Getting started in SBND

Viewing charged particles in SBND using a particle gun generator and analyzer module

(Requires some knowledge of reconstruction chains, c++, python and a recent version of sbndcode. I ran on v09\_43_00)

If you still need to setup your sbndcode area, follow steps 1-3 on the SBND Commissioning Page - Get Started Guide

1 - Visual Studio Code

Although there are many text editor options, I’d recommend Visual Studio Code for many reasons:

  1. It has syntax highlighting for almost every language including Fermilab Hierarchical Configuration Language or .fcl files.
  2. You can view .root files using the Explorer page.
  3. It supports ssh connections with X11 forwarding.
  4. There are many keyboard shortcuts such as multiline commenting and search and replace.

To get started, let’s first add an ssh host on VSCode. Whichever gpvm machine you use should be fine. Next, we should add extensions. For this tutorial, you’ll need the following extensions:

-Fermilab Hierarchical Configuration Language support
-Python and if you use Jupyter Notebooks
-Root File Viewer

Now we can get started on doing physics in SBND! First, open the terminal in VSCode to make a directory and your .fcl file:

mkdir /sbnd/app/users/$USER/tutorial
mkdir /sbnd/app/users/$USER/tutorial/data 
cd /sbnd/app/users/$USER/tutorial/data
touch muon_gun.fcl

We will edit this .fcl file in the next section.

2 - Particle Gun

Using a particle gun is a simple way to simulate a single particle, or multiple particles at a time in the SBND detector (This can be done in ICARUS as well but I’ve done it here in SBND). Let’s look at a particle gun .fcl file and see what’s going on!

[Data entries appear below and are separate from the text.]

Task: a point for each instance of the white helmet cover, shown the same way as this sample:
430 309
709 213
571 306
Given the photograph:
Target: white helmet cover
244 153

Add the following lines to the file muon_gun.fcl

#Include .fcl for producing particles
#include "prodsingle_sbnd_proj.fcl" 

physics.producers.generator.PadOutVectors: true  #Duplicates single element vectors to match length of longest vector
physics.producers.generator.PDG: [13]            #Generate 1 muon
physics.producers.generator.P0: [3]              #p = 3 GeV/c 
physics.producers.generator.SigmaP: [0]          #No variance
physics.producers.generator.SigmaX: [0]          #
physics.producers.generator.SigmaY: [0]          #    
physics.producers.generator.SigmaZ: [0]          #    
physics.producers.generator.PosDist: 0           #0:Uniform 1:Gaussian         
physics.producers.generator.X0: [-150]           #Start track in TPC0 (x<0)
physics.producers.generator.Y0: [-100]           #Start in lower half of detector
physics.producers.generator.Z0: [-50]            #Start 50 cm upstream
physics.producers.generator.Theta0XZ: [25]       #Muon trajectory in X-Z plane
physics.producers.generator.Theta0YZ: [30]       #Muon trajectory in Y-Z plane
physics.producers.generator.SigmaThetaXZ: [0]    #No variance
physics.producers.generator.SigmaThetaYZ: [0]    #
physics.producers.generator.AngleDist: 0         #0:Uniform 1:Gaussian

(More information on all the settable parameters can be found here) </br></br>To get started using this particle gun, copy the above lines into muon_gun.fcl, save the file, and run the following lines in the command line.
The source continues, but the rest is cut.